Five isolated compounds were examined to assess their inhibitory effect on α-glucosidase at concentrations ranging from 1 to 100 μM. The concentration of these compounds for the 50% inhibition of α-glucosidase (IC50) is displayed in Table 2. This study used acarbose, a pharmacological α-glucosidase inhibitor in managing hyperglycaemia, as a positive control (PC).27

Table 2 α-Glucosidase inhibitory activity of five isolated compounds (CZ1–CZ5) from C. zedoaria rhizomes
Compounds Inhibition rate (%) IC50 (μM)
100 μM 50 μM 25 μM 10 μM
CZ1 98.8 ± 0.4 96.2 ± 0.4 81.4 ± 0.5 29.5 ± 1.8 14.1
CZ2 99.1 ± 2.0 72.4 ± 2.0 46.3 ± 3.1 24.6 ± 4.1 25.5
CZ5 99.8 ± 0.2 75.8 ± 4.4 16.6 ± 3.8 3.5 ± 3.6 37.6
  10 μM 5 μM 2.5 μM 1.0 μM  
CZ3 73.4 ± 2.3 35.2 ± 1.9 20.8 ± 3.6 6.9 ± 4.0 6.2
CZ4 95.4 ± 1.5 81.0 ± 1.7 34.0 ± 0.9 13.7 ± 5.4 3.0
  250 μM 100 μM 50 μM 25 μM  
PC 66.0 ± 1.2 32.1 ± 1.7 19.7 ± 1.3 8.6 ± 1.1 190.6


The results indicated that all five compounds (CZ1–CZ5) exhibited remarkable α-glucosidase inhibitory activity, with IC50 values ranging from 3.0 to 37.6 μM, surpassing the potency of the positive control. Among them, zerumin (CZ3) and coronarin C (CZ4) demonstrated exceptional inhibitory effects, with IC50 values of 6.2 μM and 3.0 μM, respectively. These findings suggest that the lactone ring closure at the C16 position significantly enhances the structural potency of these compounds, consistent with previous reports in the literature.28,29 Moreover, acetylation at the C14 position was observed to double the enzyme inhibitory activity. This was evident from the bioactivity results of compound CZ1 (IC50 = 14.1 μM) and compound CZ2 (IC50 = 25.5 μM), further emphasizing the critical influence of specific structural modifications on α-glucosidase inhibitory potential.

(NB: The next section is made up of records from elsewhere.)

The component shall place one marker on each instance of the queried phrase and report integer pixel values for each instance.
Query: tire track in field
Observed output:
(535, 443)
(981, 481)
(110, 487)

Although regarding in vitro enzyme assay, the Saccharomyces cerevisiae α-glucosidase enzyme (EC 3.2.1.20) was used due to its commercial availability, its 3D crystallographic structure is not available in public databases, the in silico study was processed on S. cerevisiae isomaltase structure (PDB: 3A4A) with high sequence similarity (84%) compared to S. cerevisiae maltase structure.30 Moreover, both α-glucosidase and isomaltase hydrolyze sucrose and the synthetic substrate p-nitrophenyl-α-D-glucopyranoside.31 These reasons suggest that isomaltase is a potential alternative model for computational analysis, allowing for the primary investigation of enzyme–ligand interactions.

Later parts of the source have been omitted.